INTRODUCTION
There
are a large variety of quantitative techniques available to assist in the
development of mathematical models. But the seasoned practitioner
understands that they all do basically the same thing: they help us search
for a set of variables, weights and operators in the form of an equation.
When that equation is applied to a set of decision data, it enhances the
performance of our decision making.
The algorithms behind
our model development effort are seeking those variables that have
information content relative to the goals we have defined. Our data, and
the information content it contains, is the source of enhanced performance.
Successful
practitioners typically spend 75% to 80% of their overall modeling effort
preparing data. These efforts deal with issues such as understanding the
context of the available data fields, handling of missing data, identifying
and correcting data errors, identification and representation of interaction
effects between variables, mathematical transformation of data to obtain
different perspectives on the information content, and data representation
schemes appropriate for the type of data being utilized.
Practitioners new to
predictive analytics often overlook this last issue. The physical
representation of the data in their data set can often have significant
impact on the information content presented to the modeling technique. This
article presents a brief discussion comparing two approaches: common data
representation, and an enhanced approach for certain types of data.
DATA TYPES
Just as quantitative techniques
have strengths and weaknesses, so does our data. When considering the
context of our data, it is also important to understand the mathematical
capabilities of our data. It is obviously trivial to point out that the
mean and standard deviation of variables such as zip code is meaningless at
best. However, many practitioners overlook more serious considerations and
miss important data representation issues as a result.
Each variable in your
data set should be clearly identified as being either quantitative or
qualitative in nature. The characteristic of importance here is ‘order’.

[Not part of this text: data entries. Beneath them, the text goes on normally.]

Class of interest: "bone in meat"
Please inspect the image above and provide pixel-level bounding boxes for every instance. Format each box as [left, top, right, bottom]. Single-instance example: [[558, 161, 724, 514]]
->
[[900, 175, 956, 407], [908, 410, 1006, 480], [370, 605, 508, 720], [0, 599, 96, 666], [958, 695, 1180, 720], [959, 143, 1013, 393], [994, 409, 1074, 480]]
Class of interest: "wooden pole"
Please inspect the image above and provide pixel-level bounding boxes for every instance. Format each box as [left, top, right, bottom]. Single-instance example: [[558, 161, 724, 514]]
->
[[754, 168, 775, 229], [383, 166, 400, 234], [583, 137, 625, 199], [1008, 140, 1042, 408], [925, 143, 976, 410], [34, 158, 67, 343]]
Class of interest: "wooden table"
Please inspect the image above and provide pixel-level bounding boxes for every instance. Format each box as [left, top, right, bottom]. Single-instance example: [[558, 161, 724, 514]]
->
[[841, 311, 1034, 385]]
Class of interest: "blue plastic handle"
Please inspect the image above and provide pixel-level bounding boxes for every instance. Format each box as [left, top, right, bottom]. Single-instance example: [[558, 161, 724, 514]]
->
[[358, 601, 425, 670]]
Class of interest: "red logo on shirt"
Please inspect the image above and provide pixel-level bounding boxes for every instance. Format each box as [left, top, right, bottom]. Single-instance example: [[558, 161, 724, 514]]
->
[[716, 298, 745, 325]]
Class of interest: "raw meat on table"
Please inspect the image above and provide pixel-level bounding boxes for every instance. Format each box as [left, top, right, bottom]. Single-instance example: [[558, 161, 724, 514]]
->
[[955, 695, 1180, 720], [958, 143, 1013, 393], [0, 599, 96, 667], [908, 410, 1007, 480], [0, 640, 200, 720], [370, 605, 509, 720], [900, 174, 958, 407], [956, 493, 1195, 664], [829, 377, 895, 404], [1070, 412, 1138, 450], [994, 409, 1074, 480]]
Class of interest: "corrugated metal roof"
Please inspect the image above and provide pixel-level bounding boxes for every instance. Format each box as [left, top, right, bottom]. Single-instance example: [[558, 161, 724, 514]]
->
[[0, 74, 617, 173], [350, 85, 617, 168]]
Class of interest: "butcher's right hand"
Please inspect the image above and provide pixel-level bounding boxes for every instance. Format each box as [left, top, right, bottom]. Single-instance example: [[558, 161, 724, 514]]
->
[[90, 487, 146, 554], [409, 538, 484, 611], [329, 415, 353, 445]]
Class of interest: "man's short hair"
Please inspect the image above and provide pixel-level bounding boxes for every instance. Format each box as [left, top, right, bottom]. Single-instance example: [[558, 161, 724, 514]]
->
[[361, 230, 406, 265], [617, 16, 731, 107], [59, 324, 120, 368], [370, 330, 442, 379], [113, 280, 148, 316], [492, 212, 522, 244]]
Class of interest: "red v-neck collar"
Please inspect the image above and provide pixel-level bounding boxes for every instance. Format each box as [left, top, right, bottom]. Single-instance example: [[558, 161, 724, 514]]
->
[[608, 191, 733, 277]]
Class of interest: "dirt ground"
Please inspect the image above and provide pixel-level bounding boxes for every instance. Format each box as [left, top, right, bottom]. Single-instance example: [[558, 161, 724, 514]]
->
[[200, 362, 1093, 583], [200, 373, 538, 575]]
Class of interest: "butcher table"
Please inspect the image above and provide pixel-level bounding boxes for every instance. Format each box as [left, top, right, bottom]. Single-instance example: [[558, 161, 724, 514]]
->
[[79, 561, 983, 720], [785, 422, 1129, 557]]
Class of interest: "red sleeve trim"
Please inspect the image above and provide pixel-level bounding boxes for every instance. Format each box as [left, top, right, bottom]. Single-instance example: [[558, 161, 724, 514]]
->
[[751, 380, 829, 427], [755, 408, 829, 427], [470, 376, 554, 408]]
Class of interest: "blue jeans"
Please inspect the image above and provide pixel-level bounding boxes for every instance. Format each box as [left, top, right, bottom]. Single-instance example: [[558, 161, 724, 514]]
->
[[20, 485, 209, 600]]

There is no inherent order in a qualitative variable. Quantitative
variables, on the other hand, have an underlying order. It is beyond the
scope of this article to consider the types of mathematics that are
appropriate for the various types of quantitative variables (ordinal,
interval and continuous). Rather, we will focus on the implications of the
characteristic of ‘order’, and data representation schemes that are of use
to enhance the extraction of information content.
QUALITATIVE
VARIABLES
A qualitative variable is
typically simply a variable that describes a set of categories. The
variable will have two or more values, each representing a category meeting
a particular set of conditions. An example of a qualitative variable is
marital_status.
For this discussion,
let’s assume that marital_status has the following values:
|
Marital
Status |
|
Married |
|
Single |
|
Divorced |
|
Widowed |
|
Separated |
|
Other |
The values of the
variable marital_status have relative order. We can easily
rearrange them in any other order with no impact on the information content.
However, from a
predictive analytics perspective, we still have many questions that need to
be addressed for a field of this type.
-
Are the values exhaustive? Have they captured all possible
circumstances? The value ‘other’ takes care of this for us.
-
Are the values mutually exclusive? Given that this is an individual’s
current status rather than any value that may have ever applied,
suggests exclusivity. However, the values as stated suggest that
‘Separated’ is mutually exclusive from ‘Married’. Is that context what
is truly desired?
-
Should this variable be represented in our modeling data as one variable
with six values, or are there other alternatives that should be
considered?
-
Do we need six values for the variable marital_status ?
COLLAPSING VALUES
For the marital_status
, we have identified six values. Is this the appropriate number of
categories? It is important to understand that there is no “right” answer
to this question generally. The answer is always going to be contingent on
what the context of usage is. For some decision environments, this is going
to be the most appropriate representation.
-
Is it sufficient to use on the values ‘Married’ and ‘Other”.
-
Do we need to combine ‘Divorced’ and ‘Widowed’? Is it sufficient to
know only that the individual was at one time married, but no longer is?
-
Should we combine ‘Single’, ‘Divorced’ and ‘Widowed’? Is it sufficient
to know that the person is not currently married?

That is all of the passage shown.